People will know they have reached Vevey when they spot the iconic fork protruding from Lake Geneva. It's only fitting for the town to have a utensil-shaped monument since Vevey features several Michelin-starred restaurants. The town's adoration of gastronomy draws crowds to the Fête des Vignerons, the largest wine festival in the world that's only held every 20 years.
After he was exiled from the United States, legendary actor Charlie Chaplin called Vevey home. The city pays tribute to the comic with a statue near the giant fork and a top-notch museum highlighting his achievements. Like so many other Swiss cities, the historical architecture and surrounding mountains make it especially beautiful from the deep blue waters of Lake Geneva.
Lucerne packs a lot of punch even with its compactness, and most Swiss-bound travelers like to spend at least a couple of days exploring. Unsurprisingly, the city is surrounded by the Swiss Alps, full of impressive medieval architecture, and home to various museums.
Wanderers who make a pitstop in Lucerne have to see the views from the top of Mount Pilatus. Folklore claims that healing dragons once lived atop the 1,919-foot rock formation. Another popular attraction is Old Town, a traffic-free cobblestoned conglomeration of beautifully painted historical buildings. Guests are guaranteed to feel the magic as they cross Chapel Bridge.
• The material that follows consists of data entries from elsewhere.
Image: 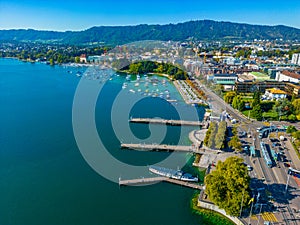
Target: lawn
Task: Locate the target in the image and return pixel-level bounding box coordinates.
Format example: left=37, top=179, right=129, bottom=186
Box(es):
left=263, top=110, right=278, bottom=120
left=242, top=110, right=278, bottom=120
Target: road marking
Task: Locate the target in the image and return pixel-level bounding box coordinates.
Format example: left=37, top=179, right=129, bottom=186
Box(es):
left=250, top=215, right=258, bottom=220
left=262, top=212, right=278, bottom=222
left=293, top=176, right=300, bottom=187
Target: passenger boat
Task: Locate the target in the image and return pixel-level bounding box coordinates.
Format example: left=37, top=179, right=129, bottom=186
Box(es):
left=149, top=166, right=198, bottom=182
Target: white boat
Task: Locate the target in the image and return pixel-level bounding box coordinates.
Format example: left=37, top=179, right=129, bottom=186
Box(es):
left=149, top=166, right=198, bottom=182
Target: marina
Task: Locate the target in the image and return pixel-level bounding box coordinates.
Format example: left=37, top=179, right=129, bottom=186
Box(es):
left=119, top=177, right=203, bottom=190
left=129, top=118, right=208, bottom=127
left=121, top=143, right=220, bottom=154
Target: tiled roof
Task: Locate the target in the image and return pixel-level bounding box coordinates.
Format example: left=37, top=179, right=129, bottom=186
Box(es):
left=281, top=70, right=300, bottom=80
It is the world's oldest surviving wooden truss bridge, and its ceiling is painted to tell the stories of Lucerne's rich past.
The way the setting sun illuminates the historical buildings of Neuchâtel is like something out of a dream. The majestic 12th-century castle is open for tours during the month of April, but the views from outside are reason enough to visit any time of the year. The purest beauty of Neuchâtel can be found in the abundant nearby nature reserves.
Just west of the city lies the Creux du Van, a large crater and natural amphitheater that attracts tourists on the hunt for hiking trails and lush scenery. Visitors will feel like characters in a fantasy novel traversing the narrow bridges and pathways of Gorges de l'Areuse, a nature reserve featuring steep cliffs and forests only a short distance from Neuchâtel.